Le roman de la révolution numérique de Stéphane Ternoise, naturellement vos médias n'en parlent pas, ils préfèrent Amélie N. ou Frédéric B., qui ont bien sagement accepté de travailler pour des grandes fortunes de ce pays et donc de pondre des "romans" qui ne remettent nullement en cause les situations acquises...

Extrait...

Même ce Carlo, officiellement sans illusion sur la nature humaine, sans état d’âme sur les moyens quand on s’est fixé un but, éprouva des difficultés à comprendre sa totale absence de scrupules et de moralité, alors qu’elle avait continuellement ce mot à la bouche. Après l’avoir demandé en mariage le 3 avril dans un mail le plus long et charmant qu’une femme lui ait envoyé, lui avoir offert une merveilleuse nuit le 6, elle avait pu, sans difficulté, comme prévu, reprendre l’avion le 12 et se réengager totalement avec moi, certes après des aveux qu’il devinait édulcorés. Même si elle osa lui affirmer « je lui ai tout avoué. Ce fut terrible. Mais l’amour a triomphé. Nous souhaitons nous engager l’un envers l’autre. Ce que tu as refusé de faire. »

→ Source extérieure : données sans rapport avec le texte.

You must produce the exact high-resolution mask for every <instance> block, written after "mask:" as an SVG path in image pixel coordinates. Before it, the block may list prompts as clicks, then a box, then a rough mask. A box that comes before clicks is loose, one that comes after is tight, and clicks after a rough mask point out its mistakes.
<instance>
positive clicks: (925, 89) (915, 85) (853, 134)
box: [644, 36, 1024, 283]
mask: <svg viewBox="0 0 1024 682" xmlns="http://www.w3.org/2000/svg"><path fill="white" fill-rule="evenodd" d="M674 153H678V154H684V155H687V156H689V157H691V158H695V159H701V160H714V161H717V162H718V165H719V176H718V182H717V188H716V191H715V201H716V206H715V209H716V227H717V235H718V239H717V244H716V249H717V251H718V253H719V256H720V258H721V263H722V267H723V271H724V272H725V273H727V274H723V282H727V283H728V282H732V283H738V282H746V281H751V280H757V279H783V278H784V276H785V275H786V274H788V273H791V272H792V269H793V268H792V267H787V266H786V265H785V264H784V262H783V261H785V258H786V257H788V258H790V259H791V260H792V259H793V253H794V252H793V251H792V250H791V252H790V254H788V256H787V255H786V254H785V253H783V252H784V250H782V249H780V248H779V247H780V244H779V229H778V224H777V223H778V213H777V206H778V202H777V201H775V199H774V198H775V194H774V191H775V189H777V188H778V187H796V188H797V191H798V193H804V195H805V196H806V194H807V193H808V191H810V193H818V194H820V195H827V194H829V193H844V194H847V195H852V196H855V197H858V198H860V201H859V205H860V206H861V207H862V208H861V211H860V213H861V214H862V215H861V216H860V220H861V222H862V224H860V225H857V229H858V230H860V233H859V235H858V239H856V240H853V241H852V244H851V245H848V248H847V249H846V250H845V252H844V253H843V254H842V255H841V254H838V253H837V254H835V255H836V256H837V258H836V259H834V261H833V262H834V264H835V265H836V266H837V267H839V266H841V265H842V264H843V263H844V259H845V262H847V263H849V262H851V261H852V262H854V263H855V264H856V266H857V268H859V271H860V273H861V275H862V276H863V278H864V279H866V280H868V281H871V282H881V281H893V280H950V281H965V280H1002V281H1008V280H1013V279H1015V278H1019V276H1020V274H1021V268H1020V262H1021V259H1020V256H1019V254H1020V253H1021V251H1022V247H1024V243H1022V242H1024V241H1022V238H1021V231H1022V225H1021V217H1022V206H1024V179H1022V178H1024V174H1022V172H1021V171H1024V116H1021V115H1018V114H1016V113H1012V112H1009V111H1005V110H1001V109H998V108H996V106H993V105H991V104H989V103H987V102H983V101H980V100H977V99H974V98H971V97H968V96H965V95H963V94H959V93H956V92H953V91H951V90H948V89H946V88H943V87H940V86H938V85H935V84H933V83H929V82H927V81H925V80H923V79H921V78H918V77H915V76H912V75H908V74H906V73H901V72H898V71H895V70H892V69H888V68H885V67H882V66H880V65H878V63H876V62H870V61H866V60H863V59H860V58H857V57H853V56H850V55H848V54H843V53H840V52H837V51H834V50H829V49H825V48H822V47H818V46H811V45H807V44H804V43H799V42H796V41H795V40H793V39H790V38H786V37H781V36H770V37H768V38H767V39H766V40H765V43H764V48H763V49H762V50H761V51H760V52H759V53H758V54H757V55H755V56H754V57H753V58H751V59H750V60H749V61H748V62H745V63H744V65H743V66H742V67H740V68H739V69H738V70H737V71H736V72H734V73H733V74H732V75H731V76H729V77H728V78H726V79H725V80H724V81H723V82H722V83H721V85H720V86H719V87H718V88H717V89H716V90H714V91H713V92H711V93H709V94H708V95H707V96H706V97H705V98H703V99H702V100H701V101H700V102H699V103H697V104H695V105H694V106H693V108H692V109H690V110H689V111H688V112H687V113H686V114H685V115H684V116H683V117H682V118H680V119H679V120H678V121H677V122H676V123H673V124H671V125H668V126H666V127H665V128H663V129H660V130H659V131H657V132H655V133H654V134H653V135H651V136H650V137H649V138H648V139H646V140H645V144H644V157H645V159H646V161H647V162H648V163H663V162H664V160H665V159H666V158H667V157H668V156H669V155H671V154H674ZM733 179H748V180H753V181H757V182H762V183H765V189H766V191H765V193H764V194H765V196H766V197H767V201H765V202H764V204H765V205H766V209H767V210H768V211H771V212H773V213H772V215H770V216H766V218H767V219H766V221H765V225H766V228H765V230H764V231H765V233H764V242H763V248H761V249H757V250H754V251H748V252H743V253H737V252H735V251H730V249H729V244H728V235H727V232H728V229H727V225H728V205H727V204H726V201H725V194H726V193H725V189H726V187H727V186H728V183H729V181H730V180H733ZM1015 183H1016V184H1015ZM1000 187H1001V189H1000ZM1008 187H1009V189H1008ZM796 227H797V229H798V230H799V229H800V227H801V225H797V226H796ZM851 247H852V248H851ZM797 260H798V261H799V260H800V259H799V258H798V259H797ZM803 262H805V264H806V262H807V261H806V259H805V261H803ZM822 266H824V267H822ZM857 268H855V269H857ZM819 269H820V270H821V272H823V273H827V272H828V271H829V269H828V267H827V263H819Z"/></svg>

Il a compris, en lisant nos échanges, qu’elle avait réduit, le 14, leur histoire à une erreur ancienne, « submergée une nuit mais je n’y suis pas retournée. » Il s’est quand même posé la question de ses véritables intentions. « J’aurais pu y croire, même moi, Carlo, à sa grande lettre d’amour avec demande mariage, tu te rends compte, moi Carlo, elle m’avait épaté ! Mais je savais bien qu’elle n’était que femme africaine intéressée, petite tricheuse, beau cul esprit malade. Finalement, tout cela conforte mes convictions qu’il ne jamais faut croire une femme. Il faut des preuves d’amour et non des mots d’amour. Parfois tu mal me considérer mais aucune femme ne m’en a donnés. »
Nadège s’arrêta.
- Oui, j’ai compris, il était le numéro 1. J’étais le numéro 2. Et le numéro 3 la récupérera un jour. Même lorsqu’elle lui a prétendu s’être réengagée totalement dans notre couple, elle lui laissa une porte entre-ouverte. Il lui suffisait de répondre « il y a eu malentendu entre toi et moi. Carlo ne parle pas toujours bien français, c’est ce qui toi faire mal comprendre. Tu sais bien que jour ton divorce et mien seront prononcés nous penser au mariage. Malheureusement pas avant. » Je lui ai balancé un jour « tu as accepté d’être sa putain et ensuite tu aurais voulu être sa femme. Finalement il a eu raison de consommer la traînée d’aéroport. » Elle avait répondu, toute imbue d’orgueil « on voit que tu ne le connais pas. » J’ignorais alors que j’aurais pu lui répondre « mais lui t’avait bien cernée et malheureusement il a préféré te laisser m’enfoncer une aiguille dans le coeur plutôt que de la tolérer dans son pied. Il n’a même pas eu l’envie de continuer à te baratiner pour te baiser encore quelques mois avant vos divorces, il en avait eu assez, tu ne méritais pas plus... »
- Tu crois qu’elle retournera avec son ex-mari ?
- Quand elle aura épuisé toutes ses illusions d’amour, quand l’argent deviendra un problème insoluble, comme ce con croit qu’il est de son devoir de vivre avec la mère de son fils, puisque ses propres parents se sont remariés après leur divorce, elle y retournera. Naturellement, elle ne pourra pas vivre devant celles et ceux qui savent alors ils repartiront à Djibouti... Où elle lui promettra de ne jamais le tromper... et naturellement, tout recommencera, il suffira d’un vieil élégant au baratin bien rodé... J’ai l’impression de parler d’une étrangère, d’une femme connue il y a des années. Je ne croyais pas qu’elle m’était devenue à ce point étrangère.